Currently i am using following code and my question is , is there a better way to do. i mean if there is more concise way, or may be a built-in function to do so.
While Enum.into is the simplest, You could have rewritten your Enum.reduce like this.
list = [[1, 5], [3, 12], [4, 10]]
Enum.reduce(list, %{}, fn [k, v], acc -> Map.put(acc, k, v) end)
# or the for version of it
for [k, v] <- list, reduce: %{} do acc -> Map.put(acc, k, v) end
I would not use Map.put or Enum.into because that means that the runtime copies the map, adds one more pair to it, then throws out the previous one – N times. That’s very inefficient.
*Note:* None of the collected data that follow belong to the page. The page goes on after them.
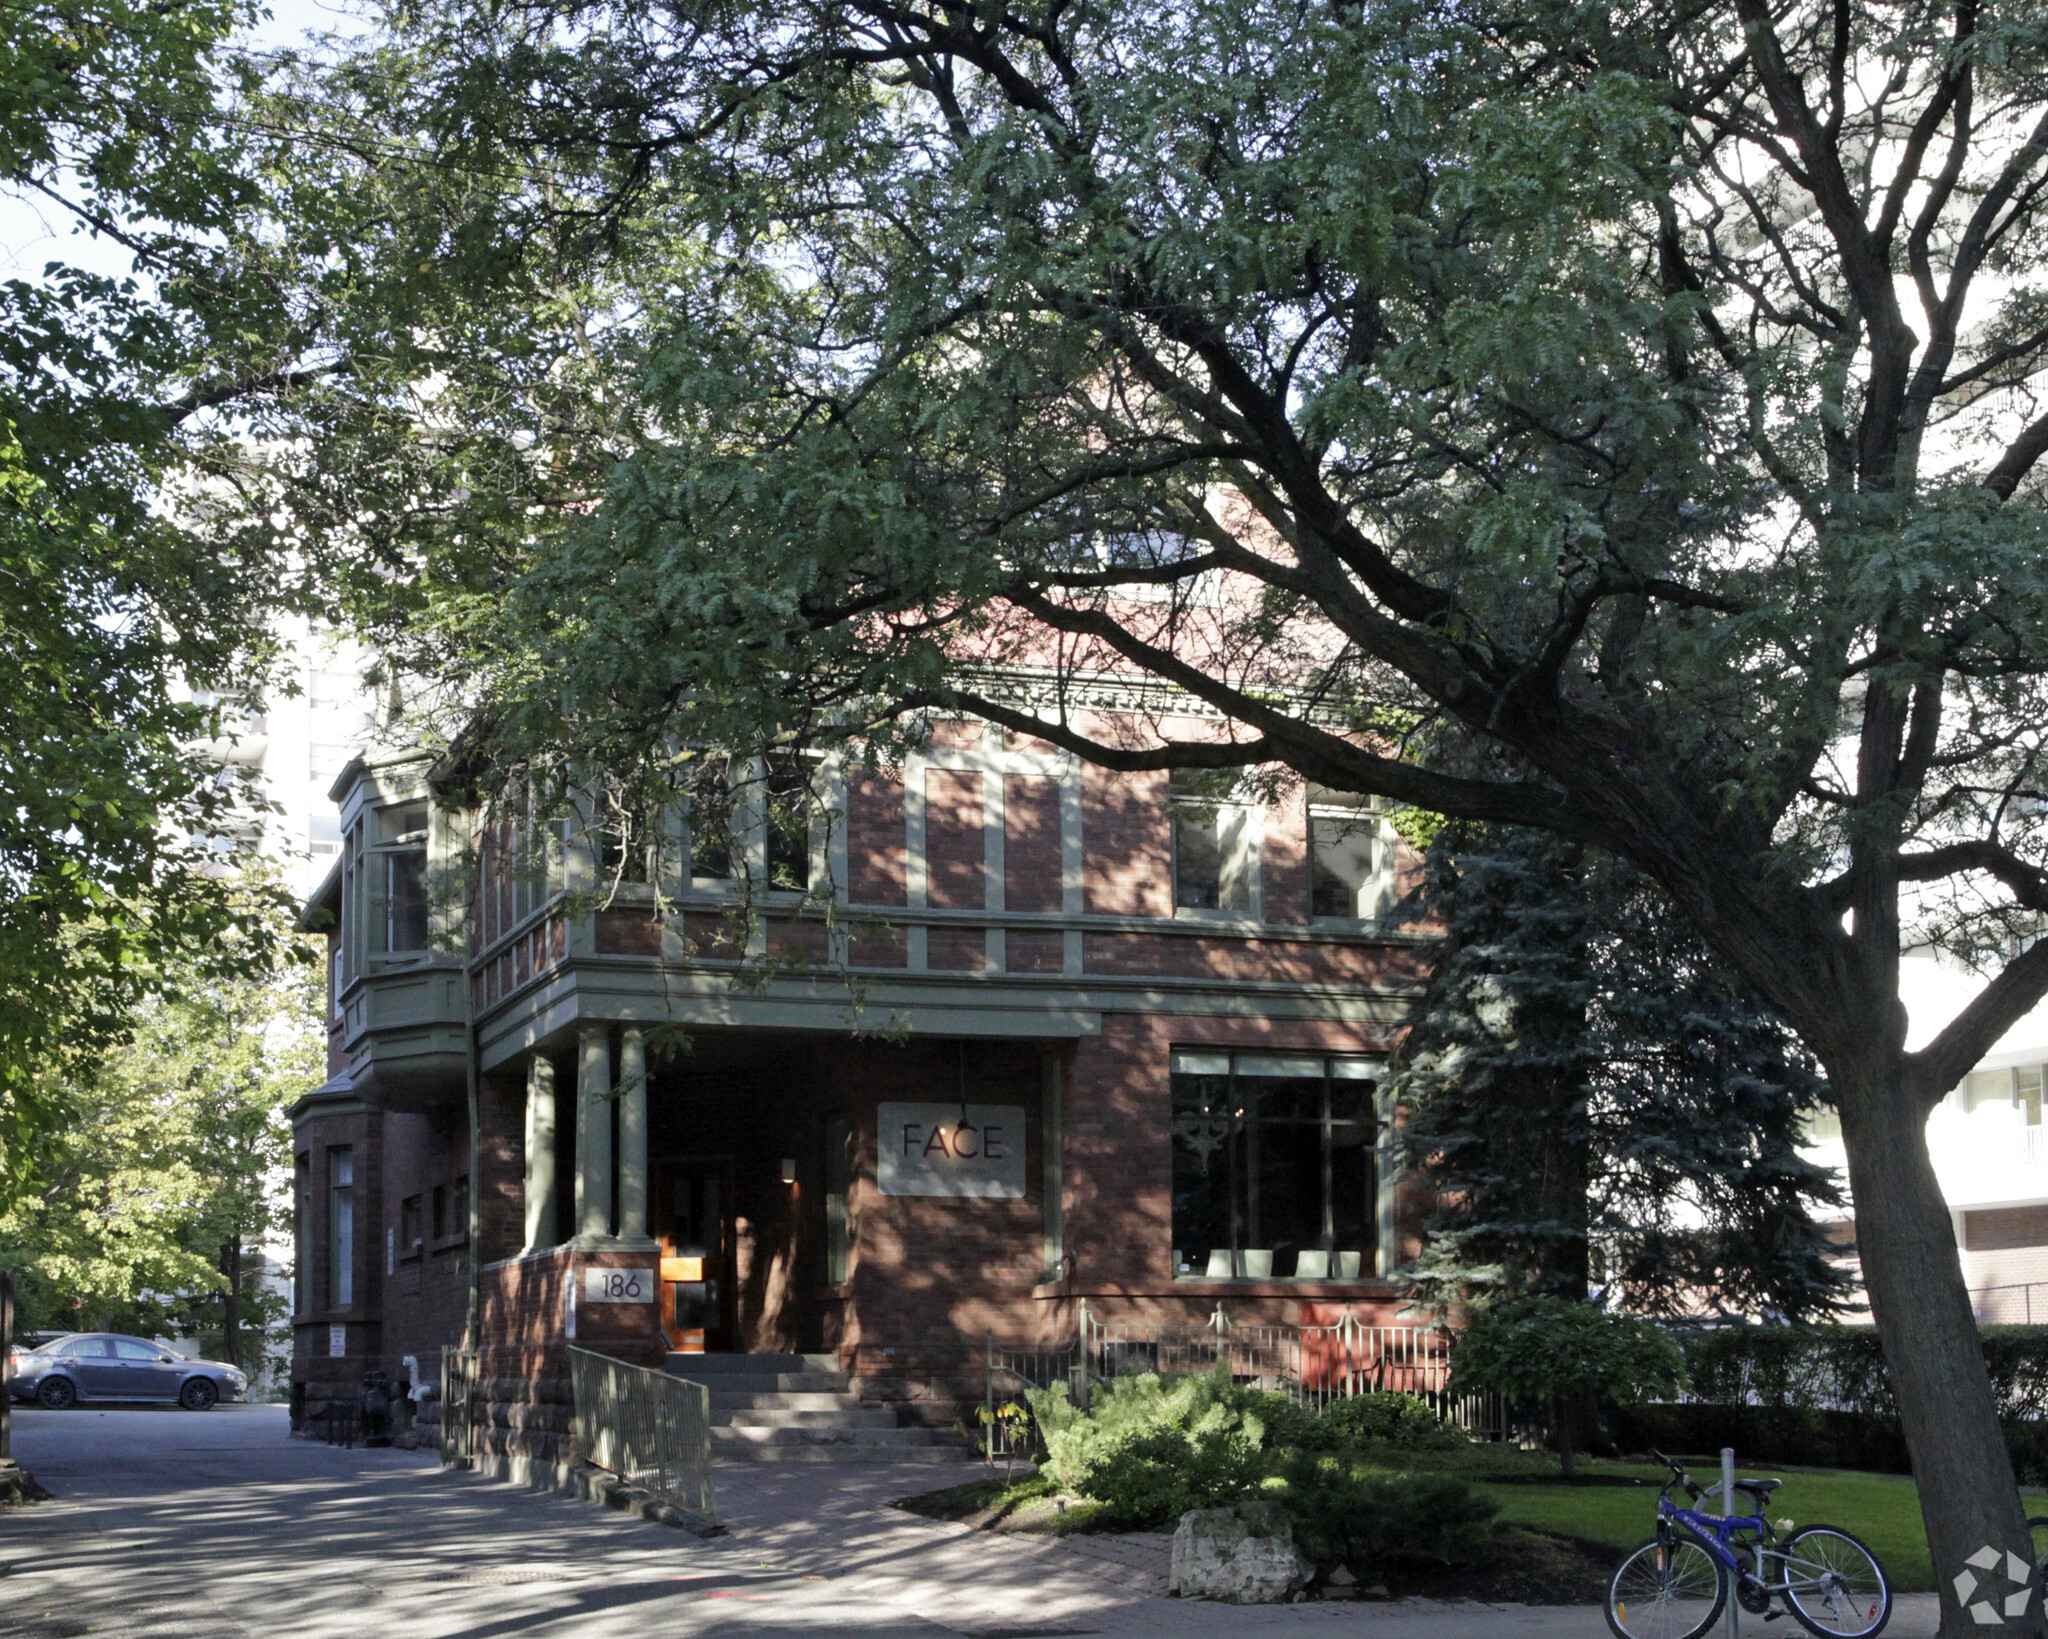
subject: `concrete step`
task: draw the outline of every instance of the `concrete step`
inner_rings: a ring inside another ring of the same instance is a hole
[[[685,1370],[683,1368],[687,1367]],[[678,1377],[711,1373],[836,1372],[836,1354],[671,1354],[666,1369]]]
[[[896,1414],[886,1406],[851,1410],[833,1406],[816,1411],[792,1411],[786,1406],[711,1408],[713,1428],[894,1428]]]
[[[929,1446],[965,1447],[959,1435],[937,1428],[846,1428],[839,1425],[801,1426],[718,1424],[711,1430],[714,1448],[742,1445],[774,1446],[862,1446],[876,1451],[915,1450]]]
[[[755,1407],[764,1411],[829,1411],[834,1407],[859,1411],[861,1405],[857,1394],[829,1393],[821,1389],[795,1392],[762,1389],[751,1394],[745,1389],[712,1389],[710,1400],[713,1411],[745,1411]]]
[[[670,1372],[685,1382],[702,1383],[713,1394],[846,1394],[853,1379],[844,1372]]]
[[[957,1447],[713,1445],[711,1457],[717,1463],[889,1463],[920,1468],[957,1468],[981,1461],[965,1440]]]

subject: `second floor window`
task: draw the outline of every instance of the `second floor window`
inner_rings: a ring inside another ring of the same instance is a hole
[[[1361,921],[1386,909],[1386,844],[1370,797],[1309,790],[1310,909],[1317,916]]]
[[[427,805],[407,803],[376,815],[377,845],[370,855],[370,888],[383,948],[427,948]]]
[[[1258,831],[1254,810],[1232,800],[1234,769],[1175,769],[1173,903],[1177,910],[1257,914]]]
[[[814,765],[797,756],[707,760],[686,787],[690,882],[702,890],[755,886],[805,893],[817,878]]]
[[[706,762],[691,773],[684,823],[690,832],[690,880],[706,887],[729,886],[739,871],[733,834],[732,776],[725,760]]]

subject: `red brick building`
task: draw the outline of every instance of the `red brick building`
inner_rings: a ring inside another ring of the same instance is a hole
[[[418,754],[333,796],[331,1075],[294,1112],[316,1407],[430,1380],[472,1259],[481,1370],[543,1432],[518,1385],[569,1337],[833,1353],[914,1400],[1084,1297],[1396,1321],[1380,1071],[1425,940],[1357,799],[975,722],[886,774],[735,764],[630,835],[452,808]]]

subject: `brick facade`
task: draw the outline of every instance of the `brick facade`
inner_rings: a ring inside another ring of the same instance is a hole
[[[1083,1300],[1098,1316],[1174,1325],[1200,1325],[1218,1304],[1241,1322],[1348,1310],[1399,1323],[1370,1263],[1342,1280],[1177,1275],[1171,1075],[1176,1050],[1384,1055],[1426,976],[1427,940],[1311,918],[1298,785],[1256,810],[1252,915],[1191,915],[1175,907],[1166,773],[1063,764],[1050,747],[972,723],[938,725],[931,747],[928,766],[844,774],[836,921],[775,902],[750,933],[688,888],[667,910],[643,899],[578,911],[565,898],[524,922],[507,913],[469,970],[474,1020],[446,1021],[473,1033],[459,1039],[476,1066],[474,1158],[466,1077],[440,1060],[431,1081],[407,1068],[427,1062],[418,1042],[433,1021],[394,1010],[379,1023],[374,971],[337,984],[333,1079],[297,1116],[310,1180],[300,1254],[316,1289],[296,1317],[295,1377],[309,1409],[354,1393],[366,1370],[401,1375],[407,1357],[433,1380],[440,1351],[465,1341],[474,1258],[468,1341],[493,1449],[565,1460],[565,1288],[593,1264],[645,1267],[659,1254],[524,1248],[528,1075],[537,1058],[553,1067],[555,1239],[567,1243],[579,1053],[596,1041],[621,1063],[629,1029],[649,1044],[653,1233],[669,1233],[689,1190],[717,1191],[711,1346],[836,1350],[875,1392],[923,1399],[943,1421],[990,1333],[1067,1335]],[[750,940],[752,959],[771,967],[741,982]],[[878,1106],[948,1101],[1022,1112],[1021,1195],[882,1193]],[[615,1144],[616,1099],[595,1108],[598,1136]],[[835,1271],[827,1196],[842,1133]],[[340,1147],[355,1162],[347,1305],[319,1286],[322,1168]],[[1383,1187],[1378,1233],[1398,1262],[1414,1249],[1420,1203]],[[453,1221],[469,1191],[475,1245]],[[600,1214],[623,1210],[615,1195]],[[579,1346],[658,1363],[663,1326],[682,1324],[662,1307],[667,1274],[661,1293],[659,1305],[576,1308]]]

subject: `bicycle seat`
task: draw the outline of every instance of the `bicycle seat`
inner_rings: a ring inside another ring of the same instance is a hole
[[[1783,1480],[1737,1480],[1735,1489],[1747,1491],[1752,1497],[1768,1497],[1784,1483]]]

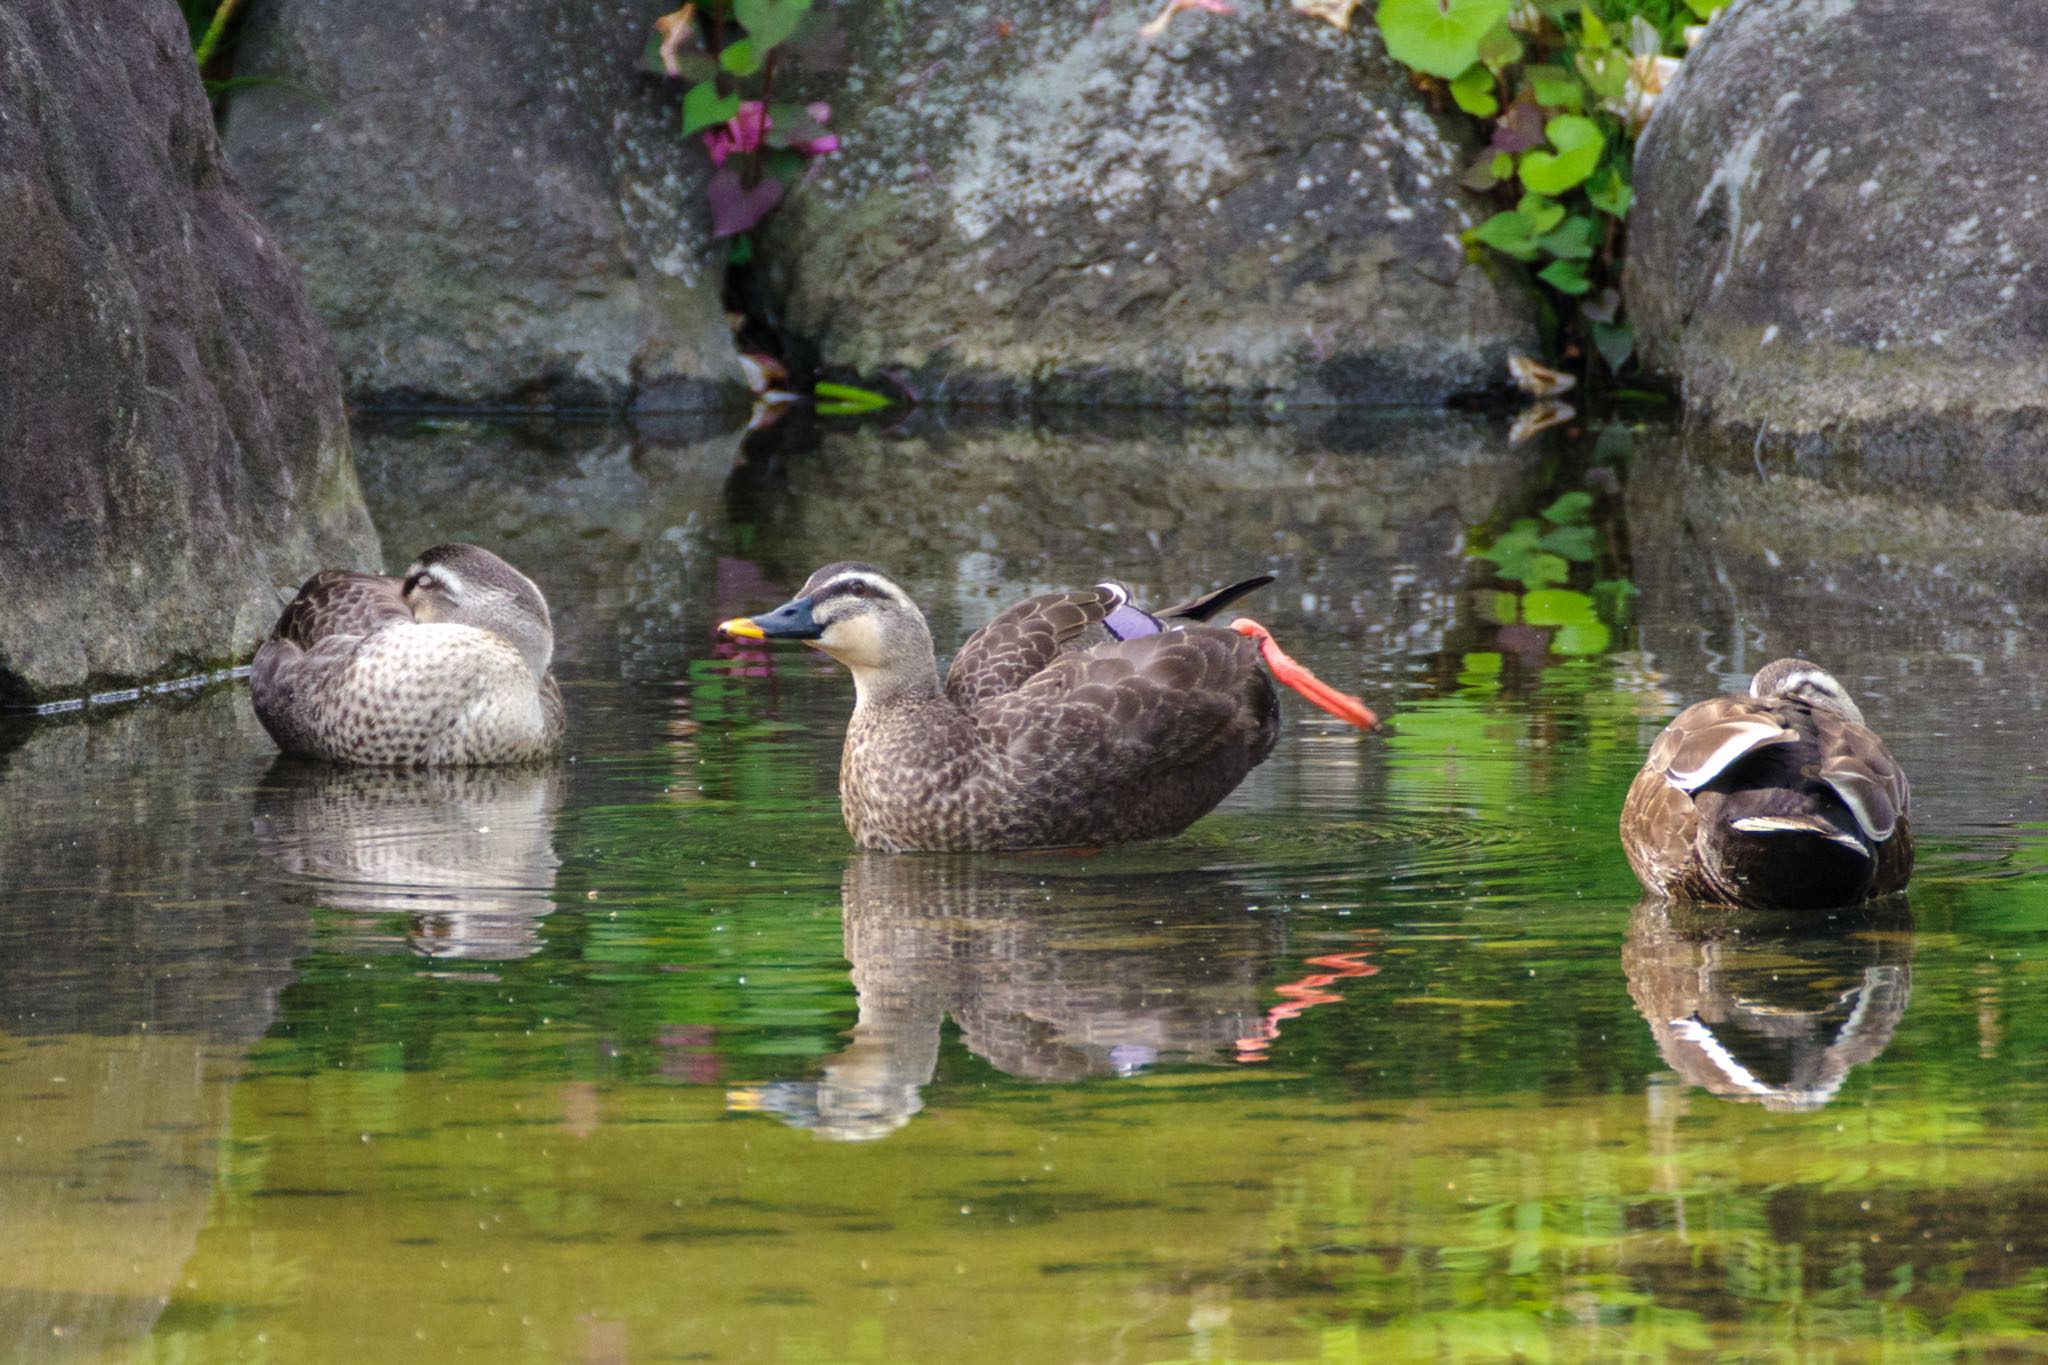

Go with what @NobbZ suggested: it basically says “construct a new map using this list and then use this function (the second parameter, in this case List.to_tuple) to convert each element of the list to a key/value tuple” – which is the format that Map.new expects.
For (supposedly) even bigger efficiency I’d write this:
Map.new(your_list, fn [k, v] -> {k,v} end)
This has the added benefit that it will break if your list is malformed, namely you want a list of sublists and each of the sublists must be exactly 2 elements long. If there’s even one sublist that is not 2-sized then you’ll get a runtime error. Annoying, sure, but you’ll know you have a bug very quickly and can fix it.